Lisbonne : le traité que la France n’a jamais ratifié, mais qu’on lui impose depuis 2009
Publié le 1.12.2025 à 15h15 – Par Daniel Foster – Temps de lecture 8 mn
Le 29 mai 2005, le peuple français fut appelé à se prononcer par référendum sur le Traité établissant une Constitution pour l’Europe. La participation fut exceptionnelle, avec près de 70 % d’électeurs aux urnes, et le résultat sans équivoque : 54,68 % des suffrages exprimés rejetèrent le texte. Ce vote, d’une clarté incontestable, constituait l’expression directe du pouvoir constituant du peuple, seul détenteur de la souveraineté nationale selon l’article 3 de la Constitution et l’article 6 de la Déclaration des droits de l’homme et du citoyen de 1789. En refusant ce traité, la Nation avait exercé sa souveraineté de manière irrévocable sur la question européenne.
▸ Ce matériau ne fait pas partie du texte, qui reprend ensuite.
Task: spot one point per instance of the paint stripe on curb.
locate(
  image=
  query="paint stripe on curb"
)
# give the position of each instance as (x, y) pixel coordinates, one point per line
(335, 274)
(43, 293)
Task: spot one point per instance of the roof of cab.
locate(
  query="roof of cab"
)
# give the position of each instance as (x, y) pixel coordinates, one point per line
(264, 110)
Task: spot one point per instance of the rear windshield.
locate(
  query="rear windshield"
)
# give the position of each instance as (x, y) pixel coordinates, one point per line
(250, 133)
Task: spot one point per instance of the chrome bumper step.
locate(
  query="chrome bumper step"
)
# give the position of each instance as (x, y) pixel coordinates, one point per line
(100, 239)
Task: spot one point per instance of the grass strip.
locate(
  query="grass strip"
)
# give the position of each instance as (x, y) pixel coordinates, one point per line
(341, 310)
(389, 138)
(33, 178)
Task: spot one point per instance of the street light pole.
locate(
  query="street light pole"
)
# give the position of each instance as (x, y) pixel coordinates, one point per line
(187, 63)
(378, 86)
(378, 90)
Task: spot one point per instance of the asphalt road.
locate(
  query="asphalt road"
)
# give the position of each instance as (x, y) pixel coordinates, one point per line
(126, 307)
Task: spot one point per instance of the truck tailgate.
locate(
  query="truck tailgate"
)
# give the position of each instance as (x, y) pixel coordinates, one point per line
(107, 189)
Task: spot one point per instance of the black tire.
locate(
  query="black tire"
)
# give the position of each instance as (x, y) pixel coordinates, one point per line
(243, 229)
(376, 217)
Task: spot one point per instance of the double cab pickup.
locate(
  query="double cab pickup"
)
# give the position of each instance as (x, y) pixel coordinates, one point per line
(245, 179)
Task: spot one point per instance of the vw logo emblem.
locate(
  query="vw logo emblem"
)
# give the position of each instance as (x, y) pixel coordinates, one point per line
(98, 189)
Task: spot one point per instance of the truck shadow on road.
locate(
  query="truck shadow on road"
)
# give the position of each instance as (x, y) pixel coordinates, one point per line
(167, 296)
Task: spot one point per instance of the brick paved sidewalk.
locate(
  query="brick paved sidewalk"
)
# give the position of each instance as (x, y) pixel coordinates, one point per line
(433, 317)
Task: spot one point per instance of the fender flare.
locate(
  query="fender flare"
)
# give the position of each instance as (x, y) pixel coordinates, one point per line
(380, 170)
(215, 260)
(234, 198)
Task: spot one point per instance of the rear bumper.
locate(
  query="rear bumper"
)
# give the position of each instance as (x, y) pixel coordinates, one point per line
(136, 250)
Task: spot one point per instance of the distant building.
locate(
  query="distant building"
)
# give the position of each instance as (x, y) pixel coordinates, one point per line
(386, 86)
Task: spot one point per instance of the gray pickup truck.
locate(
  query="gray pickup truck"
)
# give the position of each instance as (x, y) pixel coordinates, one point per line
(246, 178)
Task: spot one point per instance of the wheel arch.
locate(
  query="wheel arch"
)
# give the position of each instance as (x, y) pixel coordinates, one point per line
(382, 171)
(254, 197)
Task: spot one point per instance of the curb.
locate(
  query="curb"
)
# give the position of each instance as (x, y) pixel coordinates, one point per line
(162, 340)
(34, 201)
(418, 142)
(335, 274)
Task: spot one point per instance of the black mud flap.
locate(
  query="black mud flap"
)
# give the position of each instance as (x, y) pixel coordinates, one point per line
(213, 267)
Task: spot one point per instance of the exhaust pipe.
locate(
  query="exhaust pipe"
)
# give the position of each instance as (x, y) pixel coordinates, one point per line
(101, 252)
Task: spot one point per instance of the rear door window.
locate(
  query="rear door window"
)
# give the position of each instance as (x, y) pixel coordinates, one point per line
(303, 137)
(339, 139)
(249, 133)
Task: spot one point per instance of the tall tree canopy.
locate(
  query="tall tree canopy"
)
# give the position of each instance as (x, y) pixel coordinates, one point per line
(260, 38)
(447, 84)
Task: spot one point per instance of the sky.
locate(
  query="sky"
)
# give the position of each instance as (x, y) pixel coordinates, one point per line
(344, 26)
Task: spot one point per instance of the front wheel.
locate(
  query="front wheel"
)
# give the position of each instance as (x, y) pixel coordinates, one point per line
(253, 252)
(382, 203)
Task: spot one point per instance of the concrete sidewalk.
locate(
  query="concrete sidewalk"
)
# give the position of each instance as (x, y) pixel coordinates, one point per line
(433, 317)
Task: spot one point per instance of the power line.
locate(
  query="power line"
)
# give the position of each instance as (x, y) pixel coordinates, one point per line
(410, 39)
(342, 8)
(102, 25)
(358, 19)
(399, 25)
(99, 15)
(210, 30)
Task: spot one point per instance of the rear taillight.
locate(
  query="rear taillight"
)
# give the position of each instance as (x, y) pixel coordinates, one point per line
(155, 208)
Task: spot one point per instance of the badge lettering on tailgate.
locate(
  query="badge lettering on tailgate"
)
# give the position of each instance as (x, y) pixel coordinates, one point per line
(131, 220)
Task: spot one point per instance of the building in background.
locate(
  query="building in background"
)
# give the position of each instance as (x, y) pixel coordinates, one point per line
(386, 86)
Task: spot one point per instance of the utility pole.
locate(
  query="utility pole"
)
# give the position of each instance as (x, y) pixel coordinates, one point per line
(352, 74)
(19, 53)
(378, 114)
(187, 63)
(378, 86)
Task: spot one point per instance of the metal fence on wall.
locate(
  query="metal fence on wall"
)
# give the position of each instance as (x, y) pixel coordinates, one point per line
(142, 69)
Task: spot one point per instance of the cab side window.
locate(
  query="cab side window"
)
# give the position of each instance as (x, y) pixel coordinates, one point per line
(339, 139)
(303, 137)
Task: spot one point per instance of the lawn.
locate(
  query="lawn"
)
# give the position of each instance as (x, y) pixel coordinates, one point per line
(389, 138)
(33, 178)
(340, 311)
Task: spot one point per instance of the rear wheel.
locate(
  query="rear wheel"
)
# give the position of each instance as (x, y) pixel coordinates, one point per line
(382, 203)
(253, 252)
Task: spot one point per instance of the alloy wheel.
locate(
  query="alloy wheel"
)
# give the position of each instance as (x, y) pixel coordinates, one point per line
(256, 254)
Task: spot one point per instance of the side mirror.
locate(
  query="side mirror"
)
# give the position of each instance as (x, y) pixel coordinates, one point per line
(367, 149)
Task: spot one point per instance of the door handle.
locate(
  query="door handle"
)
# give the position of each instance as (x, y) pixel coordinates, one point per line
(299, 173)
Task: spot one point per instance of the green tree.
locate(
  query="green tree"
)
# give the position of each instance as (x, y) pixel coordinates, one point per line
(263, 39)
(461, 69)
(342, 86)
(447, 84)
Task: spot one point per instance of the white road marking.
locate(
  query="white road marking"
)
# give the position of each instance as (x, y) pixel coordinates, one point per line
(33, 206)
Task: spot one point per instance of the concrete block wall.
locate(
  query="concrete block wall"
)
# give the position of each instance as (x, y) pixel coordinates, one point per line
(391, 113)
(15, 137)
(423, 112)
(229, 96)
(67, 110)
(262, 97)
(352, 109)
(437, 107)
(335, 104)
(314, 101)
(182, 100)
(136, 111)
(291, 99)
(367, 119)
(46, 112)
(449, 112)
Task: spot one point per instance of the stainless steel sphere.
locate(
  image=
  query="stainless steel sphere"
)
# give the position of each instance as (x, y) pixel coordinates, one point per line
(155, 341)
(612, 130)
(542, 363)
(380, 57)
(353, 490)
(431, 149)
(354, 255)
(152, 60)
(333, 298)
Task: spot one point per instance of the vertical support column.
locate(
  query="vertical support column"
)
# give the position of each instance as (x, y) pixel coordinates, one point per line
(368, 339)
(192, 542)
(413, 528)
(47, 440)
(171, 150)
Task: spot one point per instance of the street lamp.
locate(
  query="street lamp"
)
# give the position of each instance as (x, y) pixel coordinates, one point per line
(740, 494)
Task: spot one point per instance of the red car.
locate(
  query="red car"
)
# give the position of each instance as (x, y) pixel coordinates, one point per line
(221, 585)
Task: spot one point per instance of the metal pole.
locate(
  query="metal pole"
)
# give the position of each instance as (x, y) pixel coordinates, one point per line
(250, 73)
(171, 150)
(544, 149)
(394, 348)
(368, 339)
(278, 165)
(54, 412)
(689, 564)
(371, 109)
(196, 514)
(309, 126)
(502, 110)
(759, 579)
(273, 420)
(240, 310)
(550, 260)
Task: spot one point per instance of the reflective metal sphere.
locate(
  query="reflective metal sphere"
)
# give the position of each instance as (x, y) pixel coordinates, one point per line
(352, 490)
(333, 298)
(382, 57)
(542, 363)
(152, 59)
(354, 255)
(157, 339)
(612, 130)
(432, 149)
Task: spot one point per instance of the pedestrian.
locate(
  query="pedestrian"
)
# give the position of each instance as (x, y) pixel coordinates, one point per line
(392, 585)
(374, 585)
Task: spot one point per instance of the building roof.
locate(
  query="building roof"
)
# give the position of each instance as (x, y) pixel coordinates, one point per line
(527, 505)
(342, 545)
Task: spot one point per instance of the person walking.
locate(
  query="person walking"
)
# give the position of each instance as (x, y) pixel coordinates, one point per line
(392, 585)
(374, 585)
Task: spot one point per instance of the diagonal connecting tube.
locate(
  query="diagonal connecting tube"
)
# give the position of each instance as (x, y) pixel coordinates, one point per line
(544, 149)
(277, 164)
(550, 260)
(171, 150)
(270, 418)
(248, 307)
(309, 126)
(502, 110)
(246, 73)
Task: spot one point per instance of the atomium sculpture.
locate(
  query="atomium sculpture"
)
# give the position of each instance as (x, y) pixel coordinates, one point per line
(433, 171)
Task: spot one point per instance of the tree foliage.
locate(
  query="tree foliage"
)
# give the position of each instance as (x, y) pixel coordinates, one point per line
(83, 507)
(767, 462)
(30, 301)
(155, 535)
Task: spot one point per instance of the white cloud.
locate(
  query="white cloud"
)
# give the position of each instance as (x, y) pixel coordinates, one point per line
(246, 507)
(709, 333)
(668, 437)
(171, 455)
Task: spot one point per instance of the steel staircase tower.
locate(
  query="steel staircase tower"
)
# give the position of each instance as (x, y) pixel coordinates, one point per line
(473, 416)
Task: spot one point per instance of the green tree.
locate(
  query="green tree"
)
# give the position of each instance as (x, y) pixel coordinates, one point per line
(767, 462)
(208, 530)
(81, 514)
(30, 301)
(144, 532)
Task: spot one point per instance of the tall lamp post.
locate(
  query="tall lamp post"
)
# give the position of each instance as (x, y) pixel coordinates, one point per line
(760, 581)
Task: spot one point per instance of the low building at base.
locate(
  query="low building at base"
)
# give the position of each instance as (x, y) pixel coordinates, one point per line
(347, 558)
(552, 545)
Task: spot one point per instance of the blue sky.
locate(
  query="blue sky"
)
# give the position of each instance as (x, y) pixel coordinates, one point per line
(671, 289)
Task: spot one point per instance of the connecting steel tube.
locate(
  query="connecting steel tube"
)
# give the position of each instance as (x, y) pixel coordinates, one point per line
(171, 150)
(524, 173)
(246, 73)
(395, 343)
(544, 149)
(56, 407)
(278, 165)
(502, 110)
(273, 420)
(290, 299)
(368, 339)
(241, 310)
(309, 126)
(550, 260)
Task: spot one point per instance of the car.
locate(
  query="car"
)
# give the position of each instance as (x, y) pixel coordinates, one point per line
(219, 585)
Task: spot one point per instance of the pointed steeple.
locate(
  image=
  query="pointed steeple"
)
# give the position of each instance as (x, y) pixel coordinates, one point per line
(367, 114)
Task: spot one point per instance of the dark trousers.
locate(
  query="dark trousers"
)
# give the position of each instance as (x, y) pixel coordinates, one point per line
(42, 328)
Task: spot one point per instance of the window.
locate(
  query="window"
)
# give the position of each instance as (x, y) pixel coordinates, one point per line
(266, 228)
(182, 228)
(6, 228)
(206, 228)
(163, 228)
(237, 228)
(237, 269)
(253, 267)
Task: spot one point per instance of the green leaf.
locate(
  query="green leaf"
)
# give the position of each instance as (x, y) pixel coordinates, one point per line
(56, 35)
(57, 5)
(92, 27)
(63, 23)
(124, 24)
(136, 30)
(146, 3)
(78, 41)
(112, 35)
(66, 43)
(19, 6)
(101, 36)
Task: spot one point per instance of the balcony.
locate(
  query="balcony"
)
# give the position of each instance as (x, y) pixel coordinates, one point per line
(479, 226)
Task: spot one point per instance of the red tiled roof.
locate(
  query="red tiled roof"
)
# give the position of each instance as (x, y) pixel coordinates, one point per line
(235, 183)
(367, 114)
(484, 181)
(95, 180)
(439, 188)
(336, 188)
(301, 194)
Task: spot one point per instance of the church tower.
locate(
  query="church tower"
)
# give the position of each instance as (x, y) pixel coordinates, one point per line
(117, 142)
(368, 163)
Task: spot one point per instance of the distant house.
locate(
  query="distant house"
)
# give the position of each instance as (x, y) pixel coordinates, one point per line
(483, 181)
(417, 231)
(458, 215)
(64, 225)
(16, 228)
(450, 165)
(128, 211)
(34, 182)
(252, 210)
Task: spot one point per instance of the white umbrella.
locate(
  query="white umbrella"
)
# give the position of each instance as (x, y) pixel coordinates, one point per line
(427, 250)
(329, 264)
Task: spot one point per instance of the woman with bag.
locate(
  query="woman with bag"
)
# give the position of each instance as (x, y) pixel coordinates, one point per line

Pourtant, trois ans plus tard, le gouvernement décida de contourner cette décision souveraine en imposant, par la voie parlementaire, un texte profondément remanié dans sa forme mais reprenant la substance du traité constitutionnel rejeté. Le Conseil européen de Lisbonne des 18 et 19 octobre 2007 adopta un nouveau traité européen, élaboré dans la plus grande discrétion et présenté par Nicolas Sarkozy comme « un traité simplifié, uniquement basé sur le cadre institutionnel ». En réalité, ce texte comportait plusieurs centaines de pages, incluant 359 modifications des traités existants, treize protocoles additionnels et plusieurs dizaines de déclarations ayant la même valeur juridique que les traités.
Sauvegarde
Loin de se limiter à des questions institutionnelles, le Traité de Lisbonne reprenait la quasi-totalité du contenu matériel du Traité établissant une Constitution pour l’Europe (TCE), que le peuple français avait rejeté en 2005, tout en le reformulant sous la forme d’amendements techniques disséminés dans les traités antérieurs. Derrière cette apparente technicité, il opérait une refonte complète du système juridique de l’Union, réintroduisant sous une forme illisible pour le citoyen les dispositions constitutionnelles refusées par la Nation.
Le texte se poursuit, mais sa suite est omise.